Image processing on near_ir images

Hemanthmandava98 · December 4, 2024, 12:29pm

I’m working on image segmentation for Ouster near-infrared images. I initially extracted 10 frames and stored them as a .npy file. After applying min-max normalization to convert the images from 16-bit to 8-bit, I used auto-exposure to enhance the contrast. However, the results have not been satisfactory; the images have lost all their features, and upon inspecting the histograms, I noticed significant pixel loss.

Could you please help me with this issue? I need guidance on how to handle the near-infrared data effectively and how different image processing techniques can influence the segmentation results. What steps should I take to improve the quality of the IR images for segmentation? Thank you!

Samahu · December 4, 2024, 4:54pm

For the NEAR_IR we recommend applying BeamUniformityCorrector along with the AutoExposure. Also can you confirm that you are not sharing the AutoExposure instance with other fields as the AutoExposure is stateful object.

Hemanthmandava98 · December 5, 2024, 12:13pm

yes i am sharing autoexposure instance to row wise normaliation function.
can i share you the code?

Samahu · December 5, 2024, 4:26pm

yes you can, but you shouldn’t re-use the same AutoExposure instance for another field as this would affect the estimated min/max values. Just declare another AutoExposure instance if you have a different field/image that you want to process.
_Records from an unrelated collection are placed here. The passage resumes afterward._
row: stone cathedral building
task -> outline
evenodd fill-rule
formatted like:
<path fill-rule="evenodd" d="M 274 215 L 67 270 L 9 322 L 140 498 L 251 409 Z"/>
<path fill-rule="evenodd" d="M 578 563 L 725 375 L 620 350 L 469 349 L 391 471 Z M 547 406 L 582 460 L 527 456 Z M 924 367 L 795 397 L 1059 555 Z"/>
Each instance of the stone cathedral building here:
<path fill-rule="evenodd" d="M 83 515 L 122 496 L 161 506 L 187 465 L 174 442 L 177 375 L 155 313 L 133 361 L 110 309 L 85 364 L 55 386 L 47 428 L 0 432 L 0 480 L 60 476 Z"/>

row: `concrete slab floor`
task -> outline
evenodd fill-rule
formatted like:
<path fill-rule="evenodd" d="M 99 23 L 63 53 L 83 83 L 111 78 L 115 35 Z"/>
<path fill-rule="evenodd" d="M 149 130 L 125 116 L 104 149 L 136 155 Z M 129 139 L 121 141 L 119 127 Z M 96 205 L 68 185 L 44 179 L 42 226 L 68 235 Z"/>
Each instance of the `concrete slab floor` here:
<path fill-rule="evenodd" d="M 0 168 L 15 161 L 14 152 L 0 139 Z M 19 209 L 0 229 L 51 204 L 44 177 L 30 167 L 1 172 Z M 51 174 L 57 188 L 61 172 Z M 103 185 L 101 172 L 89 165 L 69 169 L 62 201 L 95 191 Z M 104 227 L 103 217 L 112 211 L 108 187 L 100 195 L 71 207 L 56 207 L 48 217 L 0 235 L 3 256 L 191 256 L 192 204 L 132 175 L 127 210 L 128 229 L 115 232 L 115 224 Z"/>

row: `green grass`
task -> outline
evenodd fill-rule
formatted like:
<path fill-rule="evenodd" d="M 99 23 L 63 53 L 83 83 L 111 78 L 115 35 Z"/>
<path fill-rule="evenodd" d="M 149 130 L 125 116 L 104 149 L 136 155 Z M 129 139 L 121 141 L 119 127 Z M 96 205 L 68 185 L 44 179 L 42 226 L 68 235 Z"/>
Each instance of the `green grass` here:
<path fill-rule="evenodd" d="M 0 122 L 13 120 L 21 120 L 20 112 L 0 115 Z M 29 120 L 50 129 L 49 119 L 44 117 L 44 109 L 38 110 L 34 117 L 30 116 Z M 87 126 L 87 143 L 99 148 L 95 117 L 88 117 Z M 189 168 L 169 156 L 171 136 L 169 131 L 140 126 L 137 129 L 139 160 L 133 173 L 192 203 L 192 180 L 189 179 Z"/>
Hemanthmandava98 · December 5, 2024, 4:48pm

model = YOLO(‘yolov8x-seg.pt’)
auto_exposure = AutoExposure()

Storage for first 10 IR images

Directory setup remains the same as before

saved_images =

Process the first 10 scans

for idx, scan in enumerate(source):
if len(saved_images) >= 10:
break

if scan:
    # Extract IR image data (16-bit precision)
    # ir_image = np.array(scan.field(client.ChanField.NEAR_IR))
    #destagger
    ir_image = scan.field(client.ChanField.NEAR_IR)
    ir_val = np.array(client.destagger(metadata,ir_image))
    if ir_val is None or ir_val.size == 0:
        print(f"No valid IR image data found for scan {idx}.")
        continue

    # Save raw IR image as a .npy file (preserves exact 16-bit precision)
    raw_path = os.path.join(raw_dir, f"raw_image_{idx + 1}.npy")
    np.save(raw_path, ir_val)
    saved_images.append(ir_val)
    print(f"Saved raw IR images {idx + 1}.")

Process the 10 saved IR images

for idx, ir_val in enumerate(saved_images):
# Resize using bicubic interpolation (preserve 16-bit precision)
resized_image = cv2.resize(ir_image, (1024, 324), interpolation=cv2.INTER_CUBIC)

# Save resized image as a 16-bit PNG
resized_path = os.path.join(resized_dir, f"resized_image_{idx + 1}.png")
cv2.imwrite(resized_path, resized_image)
print(f"Saved resized IR image {idx + 1}.")

# Apply auto-exposure
enhanced_image = resized_image.astype(np.float32)
auto_exposure(enhanced_image)
enhanced_image = np.clip(np.rint(enhanced_image * 255), 0, 255).astype(np.uint8)

# Apply row-wise normalization
normalized_image, row_means = row_wise_normalization(enhanced_image)
normalized_path = os.path.join(normalized_dir, f"normalized_image_{idx + 1}.png")
cv2.imwrite(normalized_path, normalized_image)
print(f"Saved normalized IR image {idx + 1}.")

# YOLO inference
input_image = cv2.cvtColor(normalized_image, cv2.COLOR_GRAY2BGR)
results = model(input_image)
inference_result = results[0].plot()  # Visualize predictions
inference_path = os.path.join(inference_dir, f"inference_image_{idx + 1}.png")
cv2.imwrite(inference_path, inference_result)
print(f"Saved YOLO inference result for image {idx + 1}.")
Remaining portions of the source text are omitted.